Premenstrual Worsening
In a small study[25] involving 28
women with MS (mean age, 40 years; mean disease duration, 8 years), 78%
had premenstrual worsening of leg weakness, pain, and nocturia, as detected
by a daily questionnaire. This study adds to a small but growing literature
reporting fluctuations in MS symptoms related to the menstrual cycle. This
small but prospective study should be pursued in a larger patient population.
Cognitive Changes
An interesting functional MRI (fMRI)
study[26] evaluated 21 patients with early relapsing MS and 22 matched
controls. They were given a cognitive test to assess processing speed (the
paced auditory serial addition test [PASAT]). Different control areas were
activated in the MS group (frontal cortex areas 44 and 819) vs controls
(frontal cingulate gyrus area 32). Despite this change, there were no significant
cognitive differences between the 2 groups.
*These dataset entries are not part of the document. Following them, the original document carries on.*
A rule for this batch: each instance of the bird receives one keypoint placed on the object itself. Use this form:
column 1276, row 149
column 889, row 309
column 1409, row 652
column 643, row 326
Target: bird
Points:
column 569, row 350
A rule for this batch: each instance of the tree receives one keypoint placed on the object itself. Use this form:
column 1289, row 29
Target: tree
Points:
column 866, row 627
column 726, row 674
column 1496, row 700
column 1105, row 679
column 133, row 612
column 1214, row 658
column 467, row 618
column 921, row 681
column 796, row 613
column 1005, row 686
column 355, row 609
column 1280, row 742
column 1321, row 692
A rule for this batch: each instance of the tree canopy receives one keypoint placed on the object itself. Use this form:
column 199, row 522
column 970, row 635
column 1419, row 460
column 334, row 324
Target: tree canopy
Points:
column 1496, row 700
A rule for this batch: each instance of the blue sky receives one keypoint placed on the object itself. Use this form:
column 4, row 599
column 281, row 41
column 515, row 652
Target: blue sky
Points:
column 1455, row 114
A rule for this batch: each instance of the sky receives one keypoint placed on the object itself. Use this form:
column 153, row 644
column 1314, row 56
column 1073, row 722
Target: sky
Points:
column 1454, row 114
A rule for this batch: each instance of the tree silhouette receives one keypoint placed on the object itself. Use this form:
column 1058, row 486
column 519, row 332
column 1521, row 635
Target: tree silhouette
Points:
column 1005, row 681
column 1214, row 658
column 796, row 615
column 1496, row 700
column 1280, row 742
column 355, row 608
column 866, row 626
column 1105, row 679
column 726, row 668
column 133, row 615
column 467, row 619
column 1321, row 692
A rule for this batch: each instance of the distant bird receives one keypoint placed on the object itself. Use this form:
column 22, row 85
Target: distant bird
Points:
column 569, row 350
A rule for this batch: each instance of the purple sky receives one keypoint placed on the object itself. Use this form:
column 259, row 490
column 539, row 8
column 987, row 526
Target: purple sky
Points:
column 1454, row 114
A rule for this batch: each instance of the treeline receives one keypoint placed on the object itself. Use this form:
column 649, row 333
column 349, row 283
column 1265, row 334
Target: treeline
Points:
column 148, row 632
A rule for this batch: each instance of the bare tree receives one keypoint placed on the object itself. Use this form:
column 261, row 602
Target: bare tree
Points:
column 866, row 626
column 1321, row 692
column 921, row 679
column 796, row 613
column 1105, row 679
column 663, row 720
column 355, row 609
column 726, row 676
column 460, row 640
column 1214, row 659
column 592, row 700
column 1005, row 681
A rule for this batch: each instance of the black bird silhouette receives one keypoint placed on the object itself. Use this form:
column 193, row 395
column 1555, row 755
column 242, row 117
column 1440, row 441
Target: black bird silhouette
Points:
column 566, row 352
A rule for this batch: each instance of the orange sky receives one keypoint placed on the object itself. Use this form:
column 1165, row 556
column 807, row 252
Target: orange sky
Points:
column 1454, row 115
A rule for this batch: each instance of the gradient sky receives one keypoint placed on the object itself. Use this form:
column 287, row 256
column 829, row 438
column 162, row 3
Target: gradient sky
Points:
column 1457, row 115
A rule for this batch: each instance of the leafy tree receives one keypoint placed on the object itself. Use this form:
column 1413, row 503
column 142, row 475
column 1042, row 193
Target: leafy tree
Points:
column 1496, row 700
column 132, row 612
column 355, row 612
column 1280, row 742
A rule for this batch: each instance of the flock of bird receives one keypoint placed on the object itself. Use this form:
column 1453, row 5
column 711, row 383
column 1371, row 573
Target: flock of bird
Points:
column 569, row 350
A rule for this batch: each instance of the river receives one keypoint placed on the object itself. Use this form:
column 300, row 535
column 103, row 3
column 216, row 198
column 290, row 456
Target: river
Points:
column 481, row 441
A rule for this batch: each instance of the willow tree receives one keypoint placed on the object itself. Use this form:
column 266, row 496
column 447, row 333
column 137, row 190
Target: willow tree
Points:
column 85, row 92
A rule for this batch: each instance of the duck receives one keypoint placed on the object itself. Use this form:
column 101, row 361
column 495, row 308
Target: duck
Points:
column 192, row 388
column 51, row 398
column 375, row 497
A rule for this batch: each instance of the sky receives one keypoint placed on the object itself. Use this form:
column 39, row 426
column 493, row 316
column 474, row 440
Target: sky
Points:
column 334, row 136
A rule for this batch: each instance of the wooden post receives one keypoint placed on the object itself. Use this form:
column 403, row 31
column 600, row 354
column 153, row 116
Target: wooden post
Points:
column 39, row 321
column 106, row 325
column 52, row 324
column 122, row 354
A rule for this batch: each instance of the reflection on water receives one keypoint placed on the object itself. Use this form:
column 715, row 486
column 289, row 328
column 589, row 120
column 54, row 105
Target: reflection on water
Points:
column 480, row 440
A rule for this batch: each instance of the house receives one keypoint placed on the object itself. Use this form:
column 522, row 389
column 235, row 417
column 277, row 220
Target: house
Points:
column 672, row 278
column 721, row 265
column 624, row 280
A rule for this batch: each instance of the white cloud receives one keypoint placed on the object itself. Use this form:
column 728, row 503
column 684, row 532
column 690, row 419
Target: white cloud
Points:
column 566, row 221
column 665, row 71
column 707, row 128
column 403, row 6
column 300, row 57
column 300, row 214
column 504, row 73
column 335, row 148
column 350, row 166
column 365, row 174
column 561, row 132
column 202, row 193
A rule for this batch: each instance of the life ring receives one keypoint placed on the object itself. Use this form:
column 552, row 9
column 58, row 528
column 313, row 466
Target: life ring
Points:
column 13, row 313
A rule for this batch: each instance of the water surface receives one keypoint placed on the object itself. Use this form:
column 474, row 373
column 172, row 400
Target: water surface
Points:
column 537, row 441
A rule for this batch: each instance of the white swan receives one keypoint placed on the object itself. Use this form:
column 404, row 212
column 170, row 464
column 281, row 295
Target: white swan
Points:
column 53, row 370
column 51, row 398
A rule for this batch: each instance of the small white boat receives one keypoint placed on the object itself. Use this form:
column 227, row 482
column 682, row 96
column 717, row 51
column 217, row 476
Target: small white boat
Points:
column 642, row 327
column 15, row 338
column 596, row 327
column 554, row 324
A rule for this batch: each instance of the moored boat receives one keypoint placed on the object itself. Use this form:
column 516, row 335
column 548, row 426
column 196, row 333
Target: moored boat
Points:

The investigators interpreted this
as an example of brain plasticity in the MS patients, with cognitive function
transferred to more intact brain areas. It also suggests a subtle cognitive
disturbance even in those with very early, mild MS. fMRI offers a unique
tool to evaluate MS, since it allows cortical circuitry to be examined
in response to both cognitive and physical tasks.
Pain
Pöllman and associates,[27]
from Berg, Germany, presented information on pain in MS. They interviewed
158 consecutive inpatients to determine whether they had experienced significant
pain problems within the past year. A total of 97 patients (61%) had noted
problems, including multiple pain syndromes. In 12% of patients pain was
rated as their worst MS symptom. Syndromes included migraine headache (23%),
dysesthesia of a limb (21%), back pain (18%), and painful leg spasms (11%).
Most patients felt their physicians did not adequately diagnose and treat
their problem. This study confirms pain as an important symptom in MS,
and highlights that it is not optimally managed.
References
Lycke and associates,[15] from Sweden
and Denmark, reported on a phase II trial of valaciclovir in relapsing
MS. Valaciclovir, an antiviral agent with broad anti-herpes virus activity,
was given at a dose of 1000 mg 3 times daily for 24 weeks. Seventy patients
were randomized to receive active drug or placebo. The main outcome measure
was total number of active brain MRI lesions.